They might fit in the Shooter's Corner. Nothing but videos and stills. Doesn't necessarily have to be for only competition stuff. Whudda' 'ya think? :smt033


----------



## wiseguy (Feb 24, 2007)

@ Zhur, thanks for the advice, nice shootin Tex :smt023


----------



## Dr.K (Feb 13, 2007)

I recently won 1st CDP SS at the Badlands IDPA in Tulsa, OK.

I did it with a bone stock HK USP .45.

Sometimes it is not the gun, but just a whole lot of luck!

I do admit though, it might have been faster with a 1911, but mine was on the fritz.
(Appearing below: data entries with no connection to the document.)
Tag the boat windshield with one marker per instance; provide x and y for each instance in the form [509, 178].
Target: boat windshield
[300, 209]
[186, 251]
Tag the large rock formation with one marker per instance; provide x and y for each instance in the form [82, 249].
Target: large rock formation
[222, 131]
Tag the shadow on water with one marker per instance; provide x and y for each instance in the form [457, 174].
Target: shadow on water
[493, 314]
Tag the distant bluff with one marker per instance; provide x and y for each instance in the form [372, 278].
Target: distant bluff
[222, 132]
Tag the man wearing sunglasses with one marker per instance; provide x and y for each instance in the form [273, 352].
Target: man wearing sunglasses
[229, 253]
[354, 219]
If it feels right to you, go with the HK


----------



## Clyde (Jul 13, 2006)

faustus said:


> can anybody please explain what is wrong with hk's trigger that makes it incompetent for competition shooting>????? also what other factors make an hk a disadvantage in competition???


All a matter of opinion - I would say it has to do with the DA/SA trigger and / or long reset - as compared to 1911 or glock.

I shoot a HK P7 in matches - the longer reset does take some getting use to when coming from a 1911....But a pair time of El Prez with a HK - can be done.

Firearms Drills

Rock on Dr. K


----------